Update: Justice Department Says No Arrest Made in Boston Marathon Bombing

UPDATE: The Boston Globe is reporting that the city’s Moakley U.S. Courthouse is being evacuated.
BREAKING NEWS: Federal court is being evacuated and a witness says Brigham and Women’s Hospital is also being evacuated.
— The Boston Globe (@BostonGlobe) April 17, 2013
UPDATE: Per CNN: “There is conflicting information as to whether someone has been arrested in connection with the Boston Marathon bombings. A federal law enforcement source told CNN’s Fran Townsend that someone was arrested. But later, two senior administration officials and another federal official told Townsend that there had been a misunderstanding among officials and that no one has been arrested.” Previously:
The Associated Press and the Boston Globe also reported a suspect was in custody.
BREAKING: Law enforcement official: Boston Marathon bomb suspect in custody, expected in federal court. -BW
— The Associated Press (@AP) April 17, 2013
An arrest has been made in connection with Monday’s deadly Boston Marathon bombings, according to CNN. The report does not identify who the suspect is, or what his or her motive for the attacks was, but CNN says the person was apprehended based on an analysis of two videos.

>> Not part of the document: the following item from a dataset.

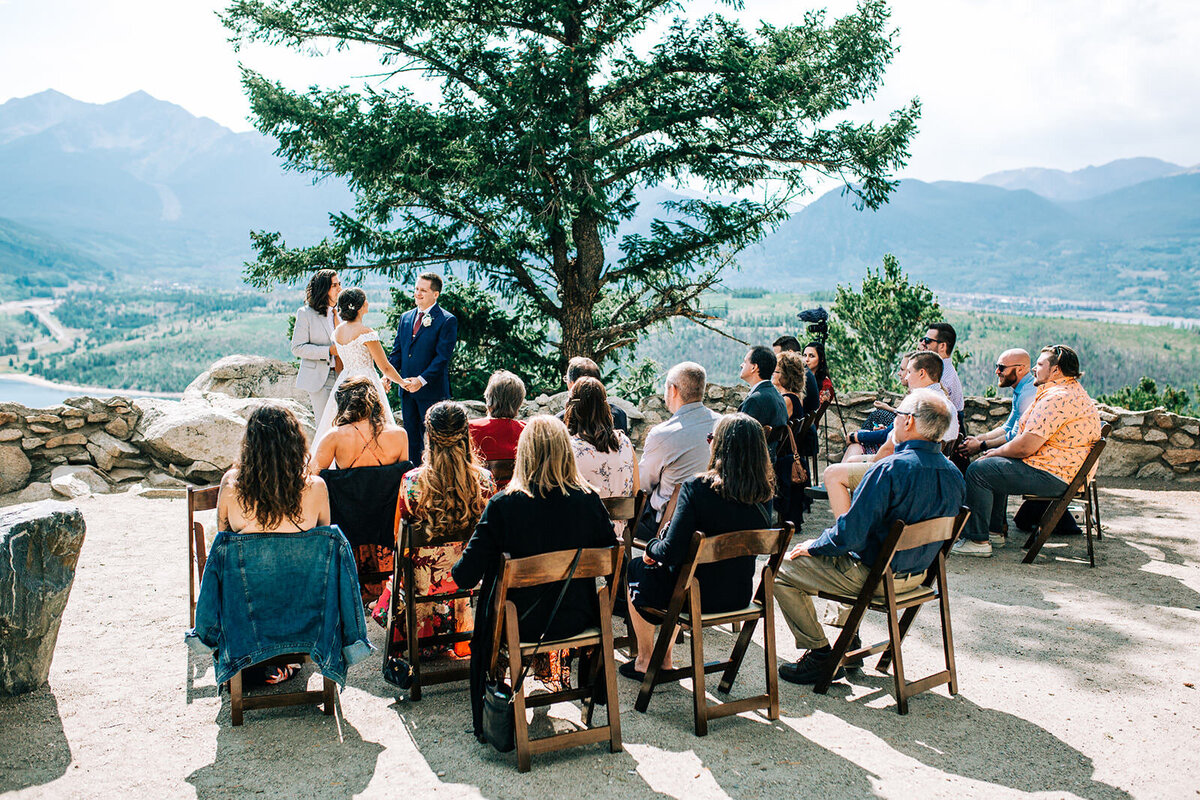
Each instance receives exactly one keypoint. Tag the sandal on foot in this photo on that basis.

Three people were killed and at least 183 were wounded, some critically, when a pair of devices were detonated near the finish line of the marathon.
Wait, before you go…CNN:
The breakthrough came from analysis of video from a department store near the site of the second explosion. Video from a Boston television station also contributed to the progress, said the source, who declined to be more specific but called it a significant development.
Earlier, a federal law enforcement source with firsthand knowledge of the investigation told CNN that a lid to a pressure cooker thought to have been used in the bombings had been found on a roof of a building near the scene.
While such clues may move the investigation forward, they did not reveal whether the attack was an act of domestic or foreign terrorism.
“If your experience and your expertise is Middle East terrorism, it has the hallmarks of al Qaeda or a Middle East group,” former FBI Assistant Director Tom Fuentes said. “If your experience is domestic groups and bombings that have occurred here, it has the hallmarks of a domestic terrorist like Eric Rudolph in the 1996 Atlanta Summer Olympics bombings.”